Le film qui a valu aux Coen l'Oscar du meilleur film leur semble, à première vue, très différent d'eux. Adaptation du roman de Cormac McCarthy sur un homme (Josh Brolin) qui tombe sur un sac rempli d'argent de la drogue et est ensuite poursuivi par un tueur à gages impitoyable (Javier Bardem), c'est un truc sérieux, laconique et austère. Et pourtant, il est aussi marqué par une fascination pour les rebondissements du destin et la folie humaine – un thème qui remonte àSang simple. Il suffit de regarder l’inoubliable et meurtrier Anton Chigurh de Bardem – il est une pure terreur cosmique personnifiée. Et le film est parfois si pince-sans-rire, si impassible, qu'il est difficile de ne pas avoir l'impression que les Coen rient doucement en dessous de tout cela. Peut-être la chose la plus impressionnante à propos deAucun paysest qu'il élargit la palette des réalisateurs tout en racontant une histoire très captivante et en restant fidèle à leur voix.

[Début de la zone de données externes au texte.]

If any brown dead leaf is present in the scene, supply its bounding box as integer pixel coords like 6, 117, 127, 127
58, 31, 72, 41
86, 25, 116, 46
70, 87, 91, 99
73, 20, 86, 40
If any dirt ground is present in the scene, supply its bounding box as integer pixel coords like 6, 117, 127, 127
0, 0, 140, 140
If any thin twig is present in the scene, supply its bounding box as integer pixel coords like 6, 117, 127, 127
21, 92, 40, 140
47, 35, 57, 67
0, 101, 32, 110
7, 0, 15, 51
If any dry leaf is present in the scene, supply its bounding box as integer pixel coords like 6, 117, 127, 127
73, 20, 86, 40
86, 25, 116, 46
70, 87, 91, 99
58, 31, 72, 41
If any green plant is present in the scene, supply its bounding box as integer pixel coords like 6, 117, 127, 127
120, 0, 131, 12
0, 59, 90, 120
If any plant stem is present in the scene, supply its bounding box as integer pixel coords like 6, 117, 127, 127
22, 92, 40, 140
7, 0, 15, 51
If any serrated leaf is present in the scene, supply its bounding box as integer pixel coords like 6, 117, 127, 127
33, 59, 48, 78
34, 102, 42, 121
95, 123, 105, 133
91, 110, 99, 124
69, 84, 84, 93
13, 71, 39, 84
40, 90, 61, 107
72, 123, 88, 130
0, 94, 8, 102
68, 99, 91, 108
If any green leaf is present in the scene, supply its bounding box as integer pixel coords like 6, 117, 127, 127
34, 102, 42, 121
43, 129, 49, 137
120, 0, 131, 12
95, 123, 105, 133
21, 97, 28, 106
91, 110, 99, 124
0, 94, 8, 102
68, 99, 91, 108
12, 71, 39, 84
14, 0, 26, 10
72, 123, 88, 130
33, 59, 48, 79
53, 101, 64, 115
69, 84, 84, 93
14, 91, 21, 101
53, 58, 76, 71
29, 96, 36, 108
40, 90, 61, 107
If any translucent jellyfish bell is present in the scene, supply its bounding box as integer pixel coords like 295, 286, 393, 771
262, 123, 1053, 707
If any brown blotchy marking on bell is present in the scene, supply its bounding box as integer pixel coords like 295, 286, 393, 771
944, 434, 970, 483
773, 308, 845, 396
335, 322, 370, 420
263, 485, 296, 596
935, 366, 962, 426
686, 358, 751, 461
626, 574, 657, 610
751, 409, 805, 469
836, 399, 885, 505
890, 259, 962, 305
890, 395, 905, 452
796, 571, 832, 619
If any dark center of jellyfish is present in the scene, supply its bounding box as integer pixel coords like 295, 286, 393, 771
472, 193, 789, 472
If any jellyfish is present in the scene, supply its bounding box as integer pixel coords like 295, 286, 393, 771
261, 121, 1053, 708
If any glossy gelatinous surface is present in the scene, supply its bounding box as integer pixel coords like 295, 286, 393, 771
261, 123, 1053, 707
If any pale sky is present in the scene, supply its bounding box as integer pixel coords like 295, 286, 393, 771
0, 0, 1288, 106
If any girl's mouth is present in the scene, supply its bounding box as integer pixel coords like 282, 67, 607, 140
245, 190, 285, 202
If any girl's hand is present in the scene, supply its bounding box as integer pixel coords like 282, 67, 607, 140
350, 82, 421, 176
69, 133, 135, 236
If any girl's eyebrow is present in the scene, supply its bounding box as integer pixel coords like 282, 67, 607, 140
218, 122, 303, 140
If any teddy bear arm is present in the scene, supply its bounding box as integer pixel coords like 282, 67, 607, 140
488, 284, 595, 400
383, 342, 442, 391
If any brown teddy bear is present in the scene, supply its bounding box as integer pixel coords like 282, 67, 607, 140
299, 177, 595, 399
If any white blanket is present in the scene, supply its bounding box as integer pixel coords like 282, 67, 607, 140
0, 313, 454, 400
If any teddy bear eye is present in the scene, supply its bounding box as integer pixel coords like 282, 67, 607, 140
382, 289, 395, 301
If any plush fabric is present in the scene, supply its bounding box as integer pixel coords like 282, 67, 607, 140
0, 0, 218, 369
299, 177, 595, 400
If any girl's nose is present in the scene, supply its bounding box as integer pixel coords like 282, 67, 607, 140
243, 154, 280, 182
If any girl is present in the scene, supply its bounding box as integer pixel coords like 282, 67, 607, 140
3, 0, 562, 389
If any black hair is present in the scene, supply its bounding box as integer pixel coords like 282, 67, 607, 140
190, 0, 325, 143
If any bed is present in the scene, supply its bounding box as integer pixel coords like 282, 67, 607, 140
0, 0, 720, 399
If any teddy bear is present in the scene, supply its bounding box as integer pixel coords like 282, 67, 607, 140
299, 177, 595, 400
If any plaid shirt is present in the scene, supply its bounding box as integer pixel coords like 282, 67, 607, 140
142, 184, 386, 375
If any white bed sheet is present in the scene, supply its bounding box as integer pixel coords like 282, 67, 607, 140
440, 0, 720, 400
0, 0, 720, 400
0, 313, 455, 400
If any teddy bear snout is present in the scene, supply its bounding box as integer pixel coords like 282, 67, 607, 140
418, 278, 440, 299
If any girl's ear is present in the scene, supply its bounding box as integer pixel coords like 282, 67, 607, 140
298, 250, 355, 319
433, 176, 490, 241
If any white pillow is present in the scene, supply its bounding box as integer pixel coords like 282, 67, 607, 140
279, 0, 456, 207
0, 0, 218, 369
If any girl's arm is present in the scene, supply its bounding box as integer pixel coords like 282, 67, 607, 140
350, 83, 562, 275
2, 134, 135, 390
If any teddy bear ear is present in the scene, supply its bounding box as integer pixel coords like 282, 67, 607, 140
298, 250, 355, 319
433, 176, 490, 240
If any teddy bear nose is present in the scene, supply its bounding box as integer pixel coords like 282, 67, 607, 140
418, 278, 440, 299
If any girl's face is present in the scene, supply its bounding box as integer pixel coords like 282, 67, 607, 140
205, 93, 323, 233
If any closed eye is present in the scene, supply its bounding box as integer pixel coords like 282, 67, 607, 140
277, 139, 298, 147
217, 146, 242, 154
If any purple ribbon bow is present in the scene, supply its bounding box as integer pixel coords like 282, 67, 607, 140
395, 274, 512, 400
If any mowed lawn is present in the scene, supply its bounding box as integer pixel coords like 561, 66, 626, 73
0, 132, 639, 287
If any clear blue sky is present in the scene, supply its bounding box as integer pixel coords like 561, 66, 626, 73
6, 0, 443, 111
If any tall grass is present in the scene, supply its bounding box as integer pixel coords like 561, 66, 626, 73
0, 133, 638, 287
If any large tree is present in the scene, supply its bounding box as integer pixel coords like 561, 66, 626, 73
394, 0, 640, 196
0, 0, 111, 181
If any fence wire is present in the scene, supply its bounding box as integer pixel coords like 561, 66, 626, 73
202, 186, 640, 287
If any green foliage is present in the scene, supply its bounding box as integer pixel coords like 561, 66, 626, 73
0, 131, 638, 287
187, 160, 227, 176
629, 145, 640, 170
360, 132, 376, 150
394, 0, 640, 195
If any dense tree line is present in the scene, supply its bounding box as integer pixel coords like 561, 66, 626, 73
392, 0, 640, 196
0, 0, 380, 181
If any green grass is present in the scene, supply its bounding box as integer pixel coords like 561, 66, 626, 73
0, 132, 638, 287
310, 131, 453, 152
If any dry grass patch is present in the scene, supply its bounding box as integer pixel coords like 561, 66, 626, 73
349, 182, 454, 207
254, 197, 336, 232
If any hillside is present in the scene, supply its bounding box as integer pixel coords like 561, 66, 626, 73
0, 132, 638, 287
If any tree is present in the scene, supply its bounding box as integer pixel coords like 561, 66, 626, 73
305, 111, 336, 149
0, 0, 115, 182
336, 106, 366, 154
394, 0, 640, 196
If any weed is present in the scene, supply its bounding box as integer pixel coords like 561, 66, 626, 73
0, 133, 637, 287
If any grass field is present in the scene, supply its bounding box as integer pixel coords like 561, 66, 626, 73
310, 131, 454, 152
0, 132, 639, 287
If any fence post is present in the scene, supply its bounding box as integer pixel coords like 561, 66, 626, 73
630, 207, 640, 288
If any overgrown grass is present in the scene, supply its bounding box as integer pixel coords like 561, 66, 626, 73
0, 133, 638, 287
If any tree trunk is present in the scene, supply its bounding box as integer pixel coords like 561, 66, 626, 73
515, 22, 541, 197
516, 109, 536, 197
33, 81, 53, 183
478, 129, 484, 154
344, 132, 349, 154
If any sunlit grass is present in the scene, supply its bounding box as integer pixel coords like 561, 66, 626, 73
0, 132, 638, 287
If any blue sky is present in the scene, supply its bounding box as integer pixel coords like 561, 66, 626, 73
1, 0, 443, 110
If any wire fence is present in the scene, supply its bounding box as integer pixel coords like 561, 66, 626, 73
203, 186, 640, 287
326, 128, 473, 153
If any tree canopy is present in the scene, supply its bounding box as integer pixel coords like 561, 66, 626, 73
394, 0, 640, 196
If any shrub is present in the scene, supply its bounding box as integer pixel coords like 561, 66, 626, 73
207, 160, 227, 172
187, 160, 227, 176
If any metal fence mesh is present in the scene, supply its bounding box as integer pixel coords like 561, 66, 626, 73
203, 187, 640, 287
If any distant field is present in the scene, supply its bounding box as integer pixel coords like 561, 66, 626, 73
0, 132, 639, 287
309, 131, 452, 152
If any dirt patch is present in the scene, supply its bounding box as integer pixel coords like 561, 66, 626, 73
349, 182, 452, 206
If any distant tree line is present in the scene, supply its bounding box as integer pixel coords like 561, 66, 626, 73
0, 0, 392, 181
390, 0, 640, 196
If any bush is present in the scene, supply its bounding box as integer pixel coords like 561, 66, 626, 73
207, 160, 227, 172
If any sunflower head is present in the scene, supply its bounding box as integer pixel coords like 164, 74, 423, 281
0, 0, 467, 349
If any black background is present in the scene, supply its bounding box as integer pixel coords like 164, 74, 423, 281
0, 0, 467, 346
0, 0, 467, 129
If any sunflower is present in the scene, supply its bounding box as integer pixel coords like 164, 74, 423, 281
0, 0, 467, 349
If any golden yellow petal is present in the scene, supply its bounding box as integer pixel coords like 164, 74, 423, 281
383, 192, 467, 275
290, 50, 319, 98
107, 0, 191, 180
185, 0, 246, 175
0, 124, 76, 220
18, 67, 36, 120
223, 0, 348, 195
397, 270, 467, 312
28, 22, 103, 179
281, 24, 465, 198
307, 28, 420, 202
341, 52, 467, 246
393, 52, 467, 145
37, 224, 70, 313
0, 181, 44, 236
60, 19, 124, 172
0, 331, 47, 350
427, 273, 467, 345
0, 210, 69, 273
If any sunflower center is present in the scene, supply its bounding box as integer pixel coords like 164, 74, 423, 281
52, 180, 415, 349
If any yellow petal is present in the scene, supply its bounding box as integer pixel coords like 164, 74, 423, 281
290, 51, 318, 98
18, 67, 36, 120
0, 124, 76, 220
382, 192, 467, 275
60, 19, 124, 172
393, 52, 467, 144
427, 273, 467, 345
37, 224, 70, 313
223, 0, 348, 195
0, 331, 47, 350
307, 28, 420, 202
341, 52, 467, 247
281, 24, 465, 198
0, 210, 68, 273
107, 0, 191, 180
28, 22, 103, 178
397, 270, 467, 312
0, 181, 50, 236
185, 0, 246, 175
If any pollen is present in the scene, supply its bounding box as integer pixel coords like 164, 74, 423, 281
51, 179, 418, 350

Cela reste le chef-d'œuvre des Coen – leur film le plus drôle, et probablement aussi le plus poignant. Nicolas Cage est (oui) un ex-détenu sombre et alangui,Chasseur de houxest sa femme policière intelligente. Ils ne peuvent pas avoir d'enfants, alors ils décident de voler l'un des quintuplés nouvellement nés d'un magnat du meuble local. Poursuites en voiture, prisonniers évadés, motards surnaturels venus de l'enfer, voisins excités… Une fois lancée, cette foutue dynamo de film ne s'arrête plus. Et même s'il possède certaines des caractérisations les plus larges des Coen, il a aussi un cœur tendre. Au milieu de toute la stylisation, du rythme effréné et des dialogues rapides, c'est l'histoire déchirante de deux personnes désespérées qui tentent de fonder une famille et de faire partie de quelque chose de plus grand, de plus noble. Nous ne pouvons pas résister au délicieux chaos deÉlever l’Arizona, mais une fois le parcours terminé, ce qui résonne le plus, c'est le profond désir d'amour des personnages.